I think about getting old a lot.
That’s not entirely surprising, I guess; I’ll be 46 at my next birthday, so my next “big” birthday is the half-century mark, and it’s really not that far away — 2024, motherfuckers; here’s hoping we all make it there alive. But I am, perhaps, preoccupied with getting old and what it means and questions of how to do so successfully, for want if a better way to put it. It’s been something in my head for years now. The only thing is, my definition of what actually constitutes “old,” has changed dramatically.
I remember, for example, being 10 years old and nearly paralyzed at the idea that I would one day be 20. It’s an astonishingly clear memory even now; I was in the kitchen of my parents’ house and someone had mentioned something — I don’t remember what, sadly — happening in 1994, and the realization that I’d turn 20 that year literally froze me in my tracks.
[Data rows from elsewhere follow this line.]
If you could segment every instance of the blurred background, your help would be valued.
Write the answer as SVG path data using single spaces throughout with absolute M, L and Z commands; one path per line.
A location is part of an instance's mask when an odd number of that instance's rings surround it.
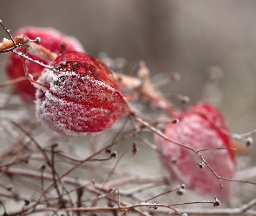
M 220 67 L 222 97 L 213 104 L 232 131 L 246 132 L 256 128 L 255 9 L 253 0 L 1 0 L 0 18 L 10 33 L 53 27 L 77 37 L 94 56 L 103 51 L 128 63 L 144 60 L 162 79 L 178 72 L 181 80 L 161 90 L 191 103 L 201 98 L 209 68 Z M 2 29 L 0 37 L 7 37 Z M 1 54 L 3 80 L 3 60 Z
M 77 37 L 91 55 L 143 60 L 152 76 L 162 79 L 179 73 L 181 81 L 162 92 L 188 96 L 189 104 L 204 96 L 233 133 L 256 128 L 255 10 L 253 0 L 0 1 L 0 18 L 11 34 L 23 26 L 53 27 Z M 2 82 L 8 79 L 4 58 Z M 208 95 L 209 70 L 222 76 Z

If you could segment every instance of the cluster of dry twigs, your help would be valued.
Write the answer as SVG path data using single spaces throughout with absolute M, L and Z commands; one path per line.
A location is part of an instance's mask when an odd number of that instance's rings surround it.
M 1 87 L 23 79 L 26 77 L 3 83 Z M 167 175 L 150 176 L 138 171 L 131 160 L 156 156 L 152 138 L 147 134 L 156 133 L 168 140 L 157 129 L 166 120 L 153 119 L 150 111 L 131 113 L 95 137 L 68 139 L 42 126 L 33 108 L 23 105 L 16 96 L 1 97 L 0 197 L 3 215 L 256 214 L 256 199 L 240 202 L 240 206 L 233 206 L 230 200 L 230 206 L 221 208 L 218 198 L 206 201 L 199 195 L 190 196 L 185 193 L 186 186 L 173 182 Z M 235 138 L 245 139 L 253 133 L 236 135 Z M 207 165 L 205 168 L 215 175 L 220 187 L 221 181 L 255 187 L 245 178 L 224 180 L 200 151 L 175 143 L 194 151 Z M 139 149 L 148 151 L 145 154 Z

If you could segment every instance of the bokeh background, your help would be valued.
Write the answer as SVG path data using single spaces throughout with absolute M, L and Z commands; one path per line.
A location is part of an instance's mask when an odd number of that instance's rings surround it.
M 223 97 L 215 105 L 233 132 L 256 128 L 255 10 L 253 0 L 0 2 L 10 33 L 54 27 L 76 36 L 92 55 L 144 60 L 153 74 L 178 72 L 181 82 L 162 91 L 187 95 L 191 103 L 201 98 L 208 68 L 220 67 Z M 2 29 L 0 35 L 7 37 Z
M 53 27 L 77 37 L 91 55 L 103 51 L 128 62 L 143 60 L 163 79 L 180 73 L 181 81 L 161 91 L 187 95 L 189 104 L 202 98 L 207 73 L 218 67 L 218 91 L 204 99 L 220 109 L 234 133 L 256 128 L 255 10 L 253 0 L 0 1 L 0 18 L 10 33 L 23 26 Z M 0 29 L 0 38 L 7 36 Z M 4 58 L 1 81 L 8 79 Z

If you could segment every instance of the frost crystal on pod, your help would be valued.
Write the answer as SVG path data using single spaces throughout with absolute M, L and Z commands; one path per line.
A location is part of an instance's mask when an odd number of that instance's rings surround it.
M 36 115 L 43 124 L 68 137 L 100 132 L 129 108 L 109 70 L 88 54 L 71 52 L 52 63 L 59 73 L 45 69 L 37 82 Z

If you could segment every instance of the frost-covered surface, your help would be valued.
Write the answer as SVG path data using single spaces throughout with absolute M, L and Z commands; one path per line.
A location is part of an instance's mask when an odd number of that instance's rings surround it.
M 185 111 L 179 118 L 179 124 L 167 124 L 166 136 L 195 150 L 230 148 L 228 137 L 220 131 L 220 129 L 226 130 L 221 117 L 218 116 L 216 111 L 213 115 L 208 111 L 200 112 L 200 109 L 203 105 L 199 104 Z M 223 199 L 229 198 L 231 181 L 222 181 L 224 188 L 221 189 L 216 176 L 208 168 L 200 168 L 198 163 L 200 160 L 194 152 L 158 136 L 155 139 L 161 152 L 161 162 L 173 178 L 185 183 L 188 188 Z M 231 150 L 207 150 L 202 151 L 201 155 L 220 176 L 234 178 L 236 165 Z
M 41 41 L 39 44 L 56 54 L 62 53 L 62 43 L 65 44 L 66 52 L 84 52 L 82 45 L 77 39 L 72 36 L 67 36 L 51 28 L 24 27 L 18 29 L 14 36 L 20 35 L 27 35 L 31 40 L 40 37 Z M 32 47 L 30 48 L 32 48 Z M 17 52 L 22 51 L 22 48 L 17 49 Z M 33 60 L 38 60 L 43 64 L 47 63 L 45 60 L 39 57 L 42 56 L 41 52 L 35 49 L 30 51 L 33 52 L 33 55 L 29 54 L 28 56 Z M 30 73 L 40 73 L 43 70 L 43 67 L 39 66 L 32 61 L 27 60 L 26 65 Z M 25 73 L 23 70 L 23 59 L 20 56 L 13 54 L 12 53 L 9 53 L 5 65 L 5 71 L 10 79 L 24 76 Z M 29 80 L 16 83 L 14 86 L 14 88 L 23 101 L 32 102 L 35 100 L 36 89 Z
M 102 72 L 91 63 L 68 61 L 61 67 L 60 73 L 45 69 L 37 80 L 49 90 L 36 92 L 36 115 L 55 131 L 69 137 L 99 132 L 129 111 L 109 80 L 98 80 Z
I stood there, unable to move, horrified at the very idea I would one day be twice as old as I was then. That, I thought, was old.
I can also remember my existential anguish when I turned 29, that my next birthday would take me out of my twenties. What horror, to have reached that landmark without the feeling of being a successful adult who deserved to be in their thirties already! In my defense, I was in a relationship with someone whose definition of success involved specific financial benchmarks, and who was unafraid to tell me continuously that I failed to measure up. C’est la vie.
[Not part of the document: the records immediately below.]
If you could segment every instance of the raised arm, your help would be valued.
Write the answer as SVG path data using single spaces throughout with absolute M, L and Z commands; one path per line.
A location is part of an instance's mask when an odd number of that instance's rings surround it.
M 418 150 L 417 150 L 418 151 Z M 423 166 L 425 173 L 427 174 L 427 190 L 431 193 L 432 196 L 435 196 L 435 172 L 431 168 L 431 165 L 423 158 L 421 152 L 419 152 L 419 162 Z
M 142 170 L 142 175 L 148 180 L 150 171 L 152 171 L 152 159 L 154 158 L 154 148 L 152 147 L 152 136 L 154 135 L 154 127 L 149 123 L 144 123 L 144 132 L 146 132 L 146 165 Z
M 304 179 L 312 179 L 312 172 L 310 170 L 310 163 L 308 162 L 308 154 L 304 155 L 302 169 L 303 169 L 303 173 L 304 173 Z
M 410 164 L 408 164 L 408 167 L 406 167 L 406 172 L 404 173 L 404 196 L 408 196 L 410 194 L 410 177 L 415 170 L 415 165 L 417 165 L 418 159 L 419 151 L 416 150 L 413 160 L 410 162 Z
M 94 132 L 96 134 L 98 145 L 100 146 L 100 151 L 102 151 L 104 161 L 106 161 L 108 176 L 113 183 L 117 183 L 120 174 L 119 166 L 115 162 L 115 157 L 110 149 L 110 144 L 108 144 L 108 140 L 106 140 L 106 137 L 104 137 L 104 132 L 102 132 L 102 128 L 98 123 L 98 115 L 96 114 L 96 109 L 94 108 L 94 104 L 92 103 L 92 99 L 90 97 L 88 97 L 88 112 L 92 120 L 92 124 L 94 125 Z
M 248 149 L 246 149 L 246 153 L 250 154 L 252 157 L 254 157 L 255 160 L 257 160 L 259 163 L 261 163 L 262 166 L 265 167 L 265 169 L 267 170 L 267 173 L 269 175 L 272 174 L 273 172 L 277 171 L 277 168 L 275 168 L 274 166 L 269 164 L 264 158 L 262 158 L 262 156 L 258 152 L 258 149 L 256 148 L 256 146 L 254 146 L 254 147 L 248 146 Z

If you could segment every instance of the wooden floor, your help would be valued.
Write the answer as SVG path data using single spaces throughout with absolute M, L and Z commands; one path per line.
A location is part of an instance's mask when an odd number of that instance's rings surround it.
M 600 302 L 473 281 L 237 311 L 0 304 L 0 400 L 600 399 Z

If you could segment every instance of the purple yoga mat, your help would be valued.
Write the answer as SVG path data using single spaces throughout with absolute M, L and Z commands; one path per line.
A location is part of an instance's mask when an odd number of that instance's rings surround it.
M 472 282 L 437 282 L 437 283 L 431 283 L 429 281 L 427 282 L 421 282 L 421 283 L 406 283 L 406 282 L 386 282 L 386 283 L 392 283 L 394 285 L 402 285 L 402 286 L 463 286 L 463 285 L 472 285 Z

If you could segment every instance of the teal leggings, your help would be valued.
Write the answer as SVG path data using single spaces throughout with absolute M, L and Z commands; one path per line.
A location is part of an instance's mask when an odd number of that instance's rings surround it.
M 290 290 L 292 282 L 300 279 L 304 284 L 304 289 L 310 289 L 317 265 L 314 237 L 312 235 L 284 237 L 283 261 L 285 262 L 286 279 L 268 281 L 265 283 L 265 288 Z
And again, there was a memorable chill when I turned 38. I had officially exited any reasonable definition of being in my “mid-thirties,” I realized, and that could only translate into the depressing fact that I was, unavoidably, “getting old.”
There’s a constant in all of this, noticeably — I am never, in my head, actually old. I’m simply always in danger of becoming old, with the definition of the term constantly revised upwards unintentionally, subconsciously. I read a news report today, and someone mentioned in it was described as 58 years old. “That’s not really that old,” I thought to myself.
Perhaps it’s time to stop thinking about getting old. I’m never going to get there.